Story by Shannon Wianecki
In ancient Hawaiʻi, specialized chanters known as ʻalala broadcast the chief’s messages during battle. Their technique involved a quivering of the vocal chords to produce melodious, haunting sounds that traveled over long distances.
ʻAlala is also the name of the native Hawaiian crow, Corvus hawaiiensis. And May is when the first baby crows of the season start squawking. The Hawaiʻi Endangered Bird Conservation Program has been raising ʻalala in captivity since 1993, after the world population plummeted to twenty-three birds. ʻAlala are currently extinct in the wild — but that might change soon.
ʻAlala-hatching season is high intensity at the conservation program’s two facilities in Olinda, Maui, and Keauhou, Hawaiʻi. After a female ʻalala lays a clutch of bluish-green eggs, trained specialists place them in incubation and turn them by hand nine times a day. Some chicks hatch easily.
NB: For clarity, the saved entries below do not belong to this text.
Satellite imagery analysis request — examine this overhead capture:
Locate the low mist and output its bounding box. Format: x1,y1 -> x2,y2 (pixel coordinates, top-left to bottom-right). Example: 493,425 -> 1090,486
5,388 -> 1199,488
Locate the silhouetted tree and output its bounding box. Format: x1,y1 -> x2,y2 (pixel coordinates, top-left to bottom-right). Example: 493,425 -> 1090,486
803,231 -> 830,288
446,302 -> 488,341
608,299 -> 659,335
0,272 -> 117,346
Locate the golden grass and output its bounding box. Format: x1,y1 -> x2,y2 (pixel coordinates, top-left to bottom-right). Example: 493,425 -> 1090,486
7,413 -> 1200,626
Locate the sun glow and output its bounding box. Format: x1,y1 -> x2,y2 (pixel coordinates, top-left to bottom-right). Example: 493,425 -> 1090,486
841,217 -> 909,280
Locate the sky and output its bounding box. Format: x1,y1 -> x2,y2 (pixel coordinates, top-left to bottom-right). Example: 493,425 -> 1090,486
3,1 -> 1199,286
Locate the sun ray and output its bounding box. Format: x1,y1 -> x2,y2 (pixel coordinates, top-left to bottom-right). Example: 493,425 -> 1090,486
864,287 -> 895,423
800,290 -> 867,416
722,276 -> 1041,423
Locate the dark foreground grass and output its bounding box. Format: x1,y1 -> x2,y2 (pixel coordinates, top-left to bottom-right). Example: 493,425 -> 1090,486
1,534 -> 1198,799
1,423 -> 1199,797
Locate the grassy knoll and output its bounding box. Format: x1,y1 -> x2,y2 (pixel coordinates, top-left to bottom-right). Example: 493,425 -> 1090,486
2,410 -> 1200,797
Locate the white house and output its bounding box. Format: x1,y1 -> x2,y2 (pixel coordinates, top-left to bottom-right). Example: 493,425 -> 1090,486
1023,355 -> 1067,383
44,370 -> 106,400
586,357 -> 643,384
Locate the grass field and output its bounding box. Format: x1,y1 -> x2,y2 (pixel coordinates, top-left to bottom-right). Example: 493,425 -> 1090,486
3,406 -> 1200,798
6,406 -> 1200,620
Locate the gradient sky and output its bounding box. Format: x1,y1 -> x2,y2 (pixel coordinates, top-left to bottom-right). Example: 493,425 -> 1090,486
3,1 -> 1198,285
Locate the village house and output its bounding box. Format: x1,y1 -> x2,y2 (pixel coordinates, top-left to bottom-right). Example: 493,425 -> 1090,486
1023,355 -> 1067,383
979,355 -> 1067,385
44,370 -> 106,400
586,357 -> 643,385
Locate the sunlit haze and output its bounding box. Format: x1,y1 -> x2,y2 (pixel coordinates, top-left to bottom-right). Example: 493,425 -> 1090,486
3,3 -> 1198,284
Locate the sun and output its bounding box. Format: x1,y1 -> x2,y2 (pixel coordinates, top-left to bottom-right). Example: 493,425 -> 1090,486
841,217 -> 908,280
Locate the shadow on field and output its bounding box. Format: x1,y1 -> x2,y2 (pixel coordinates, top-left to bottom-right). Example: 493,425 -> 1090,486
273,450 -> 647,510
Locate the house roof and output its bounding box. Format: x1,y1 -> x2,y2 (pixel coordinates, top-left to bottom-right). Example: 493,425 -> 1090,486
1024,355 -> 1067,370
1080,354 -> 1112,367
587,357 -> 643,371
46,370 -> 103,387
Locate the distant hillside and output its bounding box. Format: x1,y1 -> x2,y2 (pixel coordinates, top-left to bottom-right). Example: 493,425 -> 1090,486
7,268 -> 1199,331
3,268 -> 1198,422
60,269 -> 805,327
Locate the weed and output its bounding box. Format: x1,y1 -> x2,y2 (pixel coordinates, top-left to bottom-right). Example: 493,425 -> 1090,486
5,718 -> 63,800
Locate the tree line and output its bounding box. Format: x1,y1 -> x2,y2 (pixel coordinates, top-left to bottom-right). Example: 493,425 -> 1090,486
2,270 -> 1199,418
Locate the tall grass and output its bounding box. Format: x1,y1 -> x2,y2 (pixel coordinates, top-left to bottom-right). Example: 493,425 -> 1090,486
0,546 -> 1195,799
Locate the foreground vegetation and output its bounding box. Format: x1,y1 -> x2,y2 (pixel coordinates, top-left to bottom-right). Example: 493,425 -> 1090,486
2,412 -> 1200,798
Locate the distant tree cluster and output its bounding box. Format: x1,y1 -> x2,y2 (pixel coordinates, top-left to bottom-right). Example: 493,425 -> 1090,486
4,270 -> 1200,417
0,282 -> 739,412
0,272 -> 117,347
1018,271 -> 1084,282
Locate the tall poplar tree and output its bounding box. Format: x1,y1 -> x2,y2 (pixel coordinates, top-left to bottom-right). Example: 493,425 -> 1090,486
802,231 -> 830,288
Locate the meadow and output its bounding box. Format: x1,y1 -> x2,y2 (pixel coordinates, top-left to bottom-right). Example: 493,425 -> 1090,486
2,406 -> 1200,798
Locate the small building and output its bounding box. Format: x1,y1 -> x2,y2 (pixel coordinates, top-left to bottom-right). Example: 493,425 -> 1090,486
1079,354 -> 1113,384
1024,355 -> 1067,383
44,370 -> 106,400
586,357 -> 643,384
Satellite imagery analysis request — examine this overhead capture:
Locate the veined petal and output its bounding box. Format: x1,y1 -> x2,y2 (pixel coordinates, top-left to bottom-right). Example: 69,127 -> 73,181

Others need assistance, which Program Manager Richard Switzer calls “the avian equivalent of a Caesarian section.” Bird midwives carefully peel away eggshell piece by piece, pausing to investigate for signs of healthy development, before gently extracting the chick.
For the first fifteen days, sleep-deprived bird handlers feed their peeping, featherless charges every hour. They use crow hand puppets to prevent the birds from imprinting on humans. Last year, fifteen chicks fledged, pushing the ʻalala population past the 100 mark for the first time in decades.
Fossil records show that five Hawaiian crow species once populated the Islands. By the 1800s only one remained, on Hawaiʻi Island. Once abundant in the forest, ʻalala played a crucial role as the largest seedeater, dispersing seeds in its droppings. But the birds fell victim to introduced rats, cats, and mongoose, and farmers’ shotguns.
The Hawaiian crow boasts a more diverse and musical vocabulary than its mainland cousins. We should all be so lucky as to hear the reverberating caws, squawks, and trills that inspired the ancient chanters. And we just might be: program managers plan to release ʻalala back into the forest in the fall of 2014.